La noche de los cristales rotos tuvo lugar el 9 de noviembre de 1938 y en ella sucedieron en países como Alemania o Austria un movimiento combinado diseñado contra el pueblo judío, con linchamientos, apaleamientos, muertes, robos de comercios, pogromos en toda regla dirigidos en la sombra por el gobierno nazi y ejecutados por los servicios de seguridad y colectivos de población hitlerianos. El resto de la población no quiso ni mirar por las ventanas qué estaba ocurriendo ante el ruido de los cristales de los escaparates de las tiendas judías. Esta opción cobarde y ciega de sentirse ajeno a lo que ocurre fuera les llevó a los alemanes a sufrir todo lo que les vino hasta la caída del telón de acero el 27 de junio de 1989. No hay mayor peligro para un pueblo que estar ciego e impasible ante estrategias políticas que ponen en peligro la convivencia.
Los disturbios de Barcelona y Madrid no se puede pensar que son casuales, ni quedarnos en la lectura superficial de que obedecen a bandas organizadas de jóvenes vándalos y de ultras de izquierda. No hay duda que desde algún sitio hay organizadores, y no precisamente han de ser jóvenes, que pretenden desestabilizar nuestro sistema democrático, aprovechándose del caldo de cultivo de la situación de la juventud y del hartazgo social provocado por la pandemia. Unos jóvenes que hemos educado en la cultura del ocio y del buen vivir y que, además, es la generación mejor preparada de la historia, pese a lo cual sufre un paro del 40,7 por ciento y los que trabajan en un 60
pc son con contratos temporales. El sueldo anual medio de los de menos de 35 está entre 8.000 y 16.000 euros y sólo un 39 de los menores de 29 años viven emancipados. Una juventud que no puede ni plantearse formar una familia, con el peso demoledor de tener un futuro incierto y un modelo de vida inalcanzable. Jóvenes que no conocen otro sistema político que la democracia y culpan de sus problemas a los políticos sin remota idea ni prisma de cómo se vive bajo una dictadura, creyendo que la democracia y la libertad les oprime. Según el barómetro del CIS de este mes, uno de cada cinco menores de 24 años responde que "

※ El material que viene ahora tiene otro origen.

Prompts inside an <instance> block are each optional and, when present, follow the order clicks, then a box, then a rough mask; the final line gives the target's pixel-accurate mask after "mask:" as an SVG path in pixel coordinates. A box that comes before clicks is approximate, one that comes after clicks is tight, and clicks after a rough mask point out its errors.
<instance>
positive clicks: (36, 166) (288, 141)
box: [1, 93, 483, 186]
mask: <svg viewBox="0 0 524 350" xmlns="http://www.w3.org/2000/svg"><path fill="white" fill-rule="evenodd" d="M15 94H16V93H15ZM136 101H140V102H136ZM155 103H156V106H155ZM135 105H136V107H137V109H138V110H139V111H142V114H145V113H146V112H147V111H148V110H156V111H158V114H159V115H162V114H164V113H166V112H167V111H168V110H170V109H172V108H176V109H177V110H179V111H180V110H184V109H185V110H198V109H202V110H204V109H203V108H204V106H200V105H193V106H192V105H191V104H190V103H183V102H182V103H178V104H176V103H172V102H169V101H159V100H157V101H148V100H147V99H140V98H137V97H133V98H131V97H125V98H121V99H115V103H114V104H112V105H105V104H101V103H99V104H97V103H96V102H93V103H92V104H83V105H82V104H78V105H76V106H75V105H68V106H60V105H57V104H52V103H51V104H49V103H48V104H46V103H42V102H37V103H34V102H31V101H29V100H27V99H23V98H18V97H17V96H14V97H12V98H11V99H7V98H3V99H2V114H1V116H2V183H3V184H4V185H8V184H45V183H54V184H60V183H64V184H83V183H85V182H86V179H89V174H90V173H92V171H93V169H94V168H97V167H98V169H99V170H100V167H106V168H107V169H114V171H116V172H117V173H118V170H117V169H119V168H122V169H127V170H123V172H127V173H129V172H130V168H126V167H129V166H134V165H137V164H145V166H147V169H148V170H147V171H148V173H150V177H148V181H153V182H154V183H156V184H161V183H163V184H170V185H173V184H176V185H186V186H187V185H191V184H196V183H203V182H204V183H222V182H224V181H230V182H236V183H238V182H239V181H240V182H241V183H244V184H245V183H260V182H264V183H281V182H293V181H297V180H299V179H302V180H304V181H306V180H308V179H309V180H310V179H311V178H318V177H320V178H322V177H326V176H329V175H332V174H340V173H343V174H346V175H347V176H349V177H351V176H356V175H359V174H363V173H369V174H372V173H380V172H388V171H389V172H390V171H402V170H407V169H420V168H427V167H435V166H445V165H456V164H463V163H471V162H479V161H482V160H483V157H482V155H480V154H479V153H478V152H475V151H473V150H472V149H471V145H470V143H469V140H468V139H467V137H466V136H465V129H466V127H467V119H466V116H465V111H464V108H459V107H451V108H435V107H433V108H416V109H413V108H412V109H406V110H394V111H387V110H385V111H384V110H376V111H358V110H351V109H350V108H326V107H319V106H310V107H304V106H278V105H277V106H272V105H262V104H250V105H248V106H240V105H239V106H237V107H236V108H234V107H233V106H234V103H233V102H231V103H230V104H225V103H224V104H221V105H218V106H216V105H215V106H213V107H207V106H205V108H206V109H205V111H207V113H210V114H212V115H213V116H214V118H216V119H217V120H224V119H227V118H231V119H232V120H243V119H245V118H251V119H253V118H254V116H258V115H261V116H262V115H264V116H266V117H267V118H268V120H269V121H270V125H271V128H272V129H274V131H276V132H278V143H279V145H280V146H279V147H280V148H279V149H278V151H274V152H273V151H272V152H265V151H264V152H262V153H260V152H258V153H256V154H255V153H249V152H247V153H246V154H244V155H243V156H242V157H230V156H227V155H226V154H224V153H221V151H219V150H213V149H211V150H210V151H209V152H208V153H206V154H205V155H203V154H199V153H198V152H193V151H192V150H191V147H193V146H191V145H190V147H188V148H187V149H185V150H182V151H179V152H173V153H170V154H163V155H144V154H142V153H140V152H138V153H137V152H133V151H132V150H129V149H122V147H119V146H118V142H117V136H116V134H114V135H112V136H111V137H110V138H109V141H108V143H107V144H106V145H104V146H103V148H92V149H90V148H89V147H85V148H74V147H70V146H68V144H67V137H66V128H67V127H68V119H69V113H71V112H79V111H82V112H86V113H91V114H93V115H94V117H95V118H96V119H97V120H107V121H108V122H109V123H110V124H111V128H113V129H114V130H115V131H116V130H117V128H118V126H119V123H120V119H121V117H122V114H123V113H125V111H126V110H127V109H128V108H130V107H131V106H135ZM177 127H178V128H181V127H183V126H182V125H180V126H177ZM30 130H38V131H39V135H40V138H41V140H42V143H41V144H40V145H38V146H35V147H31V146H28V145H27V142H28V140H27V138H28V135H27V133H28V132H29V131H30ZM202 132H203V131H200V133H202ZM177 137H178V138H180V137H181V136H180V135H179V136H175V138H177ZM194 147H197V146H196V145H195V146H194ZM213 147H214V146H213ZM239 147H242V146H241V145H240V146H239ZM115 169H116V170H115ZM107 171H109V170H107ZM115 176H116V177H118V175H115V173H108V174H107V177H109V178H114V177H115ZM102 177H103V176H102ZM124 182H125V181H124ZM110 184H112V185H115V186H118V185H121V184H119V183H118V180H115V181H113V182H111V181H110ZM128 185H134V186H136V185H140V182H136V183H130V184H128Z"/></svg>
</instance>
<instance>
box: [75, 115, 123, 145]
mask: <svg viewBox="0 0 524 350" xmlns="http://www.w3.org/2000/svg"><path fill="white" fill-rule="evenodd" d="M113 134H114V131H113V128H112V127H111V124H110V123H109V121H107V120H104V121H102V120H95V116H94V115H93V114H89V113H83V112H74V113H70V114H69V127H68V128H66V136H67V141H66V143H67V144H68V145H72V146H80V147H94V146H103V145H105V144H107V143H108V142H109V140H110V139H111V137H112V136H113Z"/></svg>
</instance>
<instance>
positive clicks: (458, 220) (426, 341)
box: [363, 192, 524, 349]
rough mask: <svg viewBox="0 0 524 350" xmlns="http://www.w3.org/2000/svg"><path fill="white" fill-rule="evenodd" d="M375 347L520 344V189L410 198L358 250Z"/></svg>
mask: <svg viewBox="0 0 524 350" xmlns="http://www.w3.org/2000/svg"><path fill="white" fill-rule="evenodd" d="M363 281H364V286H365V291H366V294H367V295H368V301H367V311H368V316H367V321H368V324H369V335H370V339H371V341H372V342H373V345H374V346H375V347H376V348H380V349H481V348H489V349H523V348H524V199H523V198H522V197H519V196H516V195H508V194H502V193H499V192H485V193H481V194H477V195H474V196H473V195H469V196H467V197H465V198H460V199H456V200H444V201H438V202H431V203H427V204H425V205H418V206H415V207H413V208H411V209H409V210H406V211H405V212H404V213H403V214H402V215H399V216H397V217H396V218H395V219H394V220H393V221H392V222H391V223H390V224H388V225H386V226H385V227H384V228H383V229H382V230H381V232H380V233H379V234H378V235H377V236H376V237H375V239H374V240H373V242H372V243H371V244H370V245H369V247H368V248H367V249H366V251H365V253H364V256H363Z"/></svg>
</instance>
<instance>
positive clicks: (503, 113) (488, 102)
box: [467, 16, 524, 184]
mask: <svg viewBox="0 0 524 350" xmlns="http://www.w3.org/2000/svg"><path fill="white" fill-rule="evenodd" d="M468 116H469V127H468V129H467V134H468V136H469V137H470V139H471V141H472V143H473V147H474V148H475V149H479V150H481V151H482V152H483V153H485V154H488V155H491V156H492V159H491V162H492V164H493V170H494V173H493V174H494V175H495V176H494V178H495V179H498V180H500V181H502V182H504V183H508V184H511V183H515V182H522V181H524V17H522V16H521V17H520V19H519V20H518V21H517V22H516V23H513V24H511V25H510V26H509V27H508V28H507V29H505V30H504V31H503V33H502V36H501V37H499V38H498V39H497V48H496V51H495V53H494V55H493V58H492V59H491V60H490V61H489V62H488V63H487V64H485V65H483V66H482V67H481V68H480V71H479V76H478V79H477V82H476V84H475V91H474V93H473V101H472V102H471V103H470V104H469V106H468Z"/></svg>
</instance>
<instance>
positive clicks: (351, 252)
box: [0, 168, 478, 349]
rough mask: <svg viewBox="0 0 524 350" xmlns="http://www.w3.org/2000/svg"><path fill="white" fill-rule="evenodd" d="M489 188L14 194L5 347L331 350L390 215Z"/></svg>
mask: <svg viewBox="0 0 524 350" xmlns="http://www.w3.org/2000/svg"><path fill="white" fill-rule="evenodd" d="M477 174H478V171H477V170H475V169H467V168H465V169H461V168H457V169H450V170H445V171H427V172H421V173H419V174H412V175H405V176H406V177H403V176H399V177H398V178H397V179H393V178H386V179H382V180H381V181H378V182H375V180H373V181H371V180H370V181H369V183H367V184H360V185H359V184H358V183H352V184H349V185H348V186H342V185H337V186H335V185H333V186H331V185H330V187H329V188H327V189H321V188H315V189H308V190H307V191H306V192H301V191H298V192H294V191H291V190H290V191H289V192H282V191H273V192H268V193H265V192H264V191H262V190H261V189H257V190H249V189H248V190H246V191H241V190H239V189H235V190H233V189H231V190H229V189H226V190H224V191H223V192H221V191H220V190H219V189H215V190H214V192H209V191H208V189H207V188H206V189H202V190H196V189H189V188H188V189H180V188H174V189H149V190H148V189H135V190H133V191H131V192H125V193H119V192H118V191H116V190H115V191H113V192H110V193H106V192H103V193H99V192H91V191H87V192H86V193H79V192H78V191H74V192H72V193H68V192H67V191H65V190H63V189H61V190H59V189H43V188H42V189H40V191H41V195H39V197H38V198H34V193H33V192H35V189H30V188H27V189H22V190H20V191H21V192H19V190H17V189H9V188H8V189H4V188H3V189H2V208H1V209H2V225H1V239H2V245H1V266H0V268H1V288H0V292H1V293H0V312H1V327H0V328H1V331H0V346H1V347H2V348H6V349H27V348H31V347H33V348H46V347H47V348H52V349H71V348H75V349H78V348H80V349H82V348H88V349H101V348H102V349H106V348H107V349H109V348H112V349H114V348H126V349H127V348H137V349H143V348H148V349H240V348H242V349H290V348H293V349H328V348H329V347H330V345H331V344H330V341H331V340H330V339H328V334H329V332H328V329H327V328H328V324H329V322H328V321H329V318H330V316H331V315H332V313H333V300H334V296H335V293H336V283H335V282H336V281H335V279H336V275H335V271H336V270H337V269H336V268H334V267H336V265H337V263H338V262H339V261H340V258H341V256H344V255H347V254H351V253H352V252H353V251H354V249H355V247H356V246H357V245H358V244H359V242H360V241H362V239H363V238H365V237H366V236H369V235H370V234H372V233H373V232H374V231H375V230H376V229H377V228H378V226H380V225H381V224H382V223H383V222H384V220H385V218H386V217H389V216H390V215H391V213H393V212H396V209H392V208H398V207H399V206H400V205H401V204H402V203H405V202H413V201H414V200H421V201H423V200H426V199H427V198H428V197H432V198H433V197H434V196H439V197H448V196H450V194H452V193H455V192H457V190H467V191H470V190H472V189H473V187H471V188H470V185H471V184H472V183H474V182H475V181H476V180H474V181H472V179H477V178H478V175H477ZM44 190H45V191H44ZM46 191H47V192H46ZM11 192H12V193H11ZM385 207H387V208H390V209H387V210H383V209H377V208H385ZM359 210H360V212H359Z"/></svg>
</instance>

en algunas circunstancias un régimen autoritario es mejor a la democracia" -casi un 10
pc- o que "
para gente como yo, da igual un régimen u otro" -un 12,2-. Descorazonadores resultados que nos obligaría a analizar qué se está haciendo mal. Pero, sobre todo, resulta un aviso a navegantes porque con todo ello el terreno está abonado para quienes tienen interés en romper el sistema político y con la ayuda de las redes moviliza de forma rápida y organizada a cientos de jóvenes, que ni tan siquiera saben la verdad que hay detrás de quienes les mueven. Todo ello en medio de un escenario de permanente y dura confrontación política, aderezado por los movimientos populistas de extrema izquierda y extrema derecha que persiguen infundir en la población odio contra los de enfrente e ira contra quienes nos gobiernan para, de este modo, conseguir el cambio de sistema político; vemos las calles de Barcelona llenas de cristales rotos, comentamos qué barbaridad, pero seguimos cenando impasibles porque la cosa no va con nosotros sin detenernos a pensar que nuestra democracia corre peligro y que sólo y exclusivamente depende de cada uno de nosotros no dejarnos llevar por quienes tienen diseñado a donde quieren que vayamos. Nos pasó hace un año con el Covid, lo que ocurría en Wuhan quedaba lejos, no iba con nosotros. Y esta mascarilla eterna es el recuerdo de aquel enorme error.